Gender, domestic violence rose by 30 per cent across several countries
By Irungu Houghton | April 10th 2021
It’s been two years since Amnesty International published its International report on the state of Human Rights. While hated by authoritarian leaders, the report is a point of reference for all who seek more just and compassionate societies globally. What lessons can we draw for a world in its second year of the corona pandemic?
Four global trends stand out from last year. In over half of the countries studied, millions of people most affected by the pandemic were the least protected. Refugees found themselves either trapped in underfunded and squalid camps or locked out by closed borders during the pandemic. 10,000 remain stranded on the border of Democratic Republic of Congo. Gender based and domestic violence also spiked by 30 per cent across several countries.
Hundreds of millions of informal and formal workers lost their jobs and livelihoods in countries like Bangladesh and Egypt. Too few governments negotiated with unions to introduce social protection measures and open-ended unpaid leave. More tragically, more than 17,000 health-workers died from Covid-19 related complications while protecting others.
Some states also ruthlessly exploited the crisis and weaponised Covid-19 to launch fresh attacks on human rights. Under the cover of the curfew, shoot to kill policing policies, arbitrary arrests, detentions and police brutality have been used to crush protesters in the Philippines, Nigeria and Brazil.
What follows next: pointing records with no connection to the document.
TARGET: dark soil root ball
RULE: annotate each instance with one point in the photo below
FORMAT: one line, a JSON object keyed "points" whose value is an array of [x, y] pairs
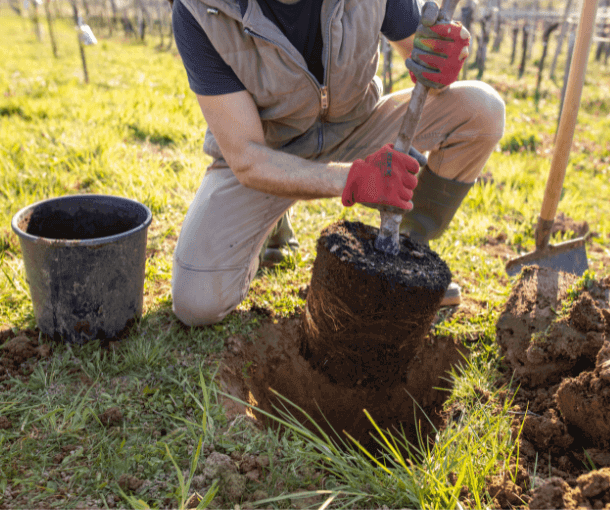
{"points": [[367, 312]]}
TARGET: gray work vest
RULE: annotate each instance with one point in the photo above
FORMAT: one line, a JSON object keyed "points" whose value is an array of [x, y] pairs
{"points": [[300, 116]]}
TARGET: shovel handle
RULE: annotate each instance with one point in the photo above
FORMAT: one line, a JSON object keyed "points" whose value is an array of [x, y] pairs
{"points": [[567, 124], [387, 241]]}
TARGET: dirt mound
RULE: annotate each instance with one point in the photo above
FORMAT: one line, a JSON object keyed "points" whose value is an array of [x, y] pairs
{"points": [[550, 330], [271, 361], [585, 401], [591, 490], [554, 333], [15, 350]]}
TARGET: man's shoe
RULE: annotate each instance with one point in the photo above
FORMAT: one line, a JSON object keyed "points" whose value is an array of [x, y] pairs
{"points": [[273, 257], [453, 295], [280, 243]]}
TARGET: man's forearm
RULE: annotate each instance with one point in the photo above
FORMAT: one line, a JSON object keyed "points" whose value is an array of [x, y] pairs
{"points": [[285, 175]]}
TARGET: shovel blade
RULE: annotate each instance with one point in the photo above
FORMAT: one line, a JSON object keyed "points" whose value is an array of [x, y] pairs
{"points": [[569, 257]]}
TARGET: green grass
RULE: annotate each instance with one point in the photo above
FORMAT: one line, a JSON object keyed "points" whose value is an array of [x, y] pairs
{"points": [[135, 130]]}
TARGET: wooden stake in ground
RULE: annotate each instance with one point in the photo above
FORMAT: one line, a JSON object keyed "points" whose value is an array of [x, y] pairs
{"points": [[36, 19], [50, 25], [564, 30], [483, 41], [85, 38], [498, 28], [386, 50], [526, 31], [545, 43], [566, 73], [515, 40], [466, 20]]}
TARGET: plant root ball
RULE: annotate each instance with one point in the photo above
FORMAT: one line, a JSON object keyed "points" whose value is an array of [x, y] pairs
{"points": [[367, 312]]}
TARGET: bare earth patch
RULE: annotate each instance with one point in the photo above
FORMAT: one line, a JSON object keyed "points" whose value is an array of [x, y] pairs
{"points": [[555, 340], [272, 362]]}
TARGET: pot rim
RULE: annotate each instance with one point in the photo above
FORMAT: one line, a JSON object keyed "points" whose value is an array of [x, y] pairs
{"points": [[97, 241]]}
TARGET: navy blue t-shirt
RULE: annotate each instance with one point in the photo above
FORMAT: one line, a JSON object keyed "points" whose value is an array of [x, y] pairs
{"points": [[210, 75]]}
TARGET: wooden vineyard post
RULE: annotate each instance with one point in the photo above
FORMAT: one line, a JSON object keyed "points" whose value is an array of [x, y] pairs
{"points": [[604, 34], [498, 28], [524, 52], [160, 16], [564, 30], [515, 40], [545, 42], [483, 41], [566, 73], [50, 25], [85, 38], [533, 30], [466, 20], [36, 20], [386, 50]]}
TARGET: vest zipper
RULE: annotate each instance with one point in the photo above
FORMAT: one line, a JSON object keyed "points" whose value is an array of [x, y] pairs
{"points": [[324, 92], [321, 87], [304, 68]]}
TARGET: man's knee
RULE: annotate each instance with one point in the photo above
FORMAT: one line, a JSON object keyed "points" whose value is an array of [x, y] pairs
{"points": [[201, 298], [489, 111], [194, 313]]}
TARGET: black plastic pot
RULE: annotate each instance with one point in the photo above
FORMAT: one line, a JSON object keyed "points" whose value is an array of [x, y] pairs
{"points": [[85, 258]]}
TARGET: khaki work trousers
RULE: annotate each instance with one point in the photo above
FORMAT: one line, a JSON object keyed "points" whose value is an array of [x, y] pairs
{"points": [[217, 254]]}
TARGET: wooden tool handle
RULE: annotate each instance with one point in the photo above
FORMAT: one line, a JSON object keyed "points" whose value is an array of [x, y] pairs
{"points": [[388, 241], [567, 123]]}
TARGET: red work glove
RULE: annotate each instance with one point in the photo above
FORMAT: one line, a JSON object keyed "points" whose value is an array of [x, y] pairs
{"points": [[438, 54], [386, 177]]}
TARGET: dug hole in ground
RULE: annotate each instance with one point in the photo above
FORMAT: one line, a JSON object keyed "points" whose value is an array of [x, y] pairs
{"points": [[554, 336]]}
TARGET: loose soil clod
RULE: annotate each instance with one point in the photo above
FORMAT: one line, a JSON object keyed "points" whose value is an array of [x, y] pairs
{"points": [[16, 350], [554, 334]]}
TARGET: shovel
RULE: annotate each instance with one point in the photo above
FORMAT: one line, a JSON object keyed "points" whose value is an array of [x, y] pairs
{"points": [[569, 256], [388, 239]]}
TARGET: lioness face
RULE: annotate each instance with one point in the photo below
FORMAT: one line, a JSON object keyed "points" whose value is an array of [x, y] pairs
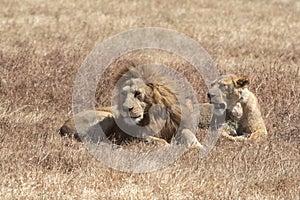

Thirdly, rather than spurring greater international cooperation, the pandemic accelerated national self-interest particularly from richer and wealthier nations. Ninety countries have introduced export trade restrictions affecting items including medical equipment, PPE, medicine, and food. Rich countries have undermined global vaccine access by buying and hoarding most of the world’s vaccines.
Lastly, failed by their governments, citizens courageously rose over 2020 to creatively protest state violence and neglect on a scale not seen since the civil rights movements and the independence movements of the 1960s. From the Black Lives Matter protests in the US, END SARS protests in Nigeria and pro-democracy activists in Hong Kong, new and creative forms of protest have led to many victories.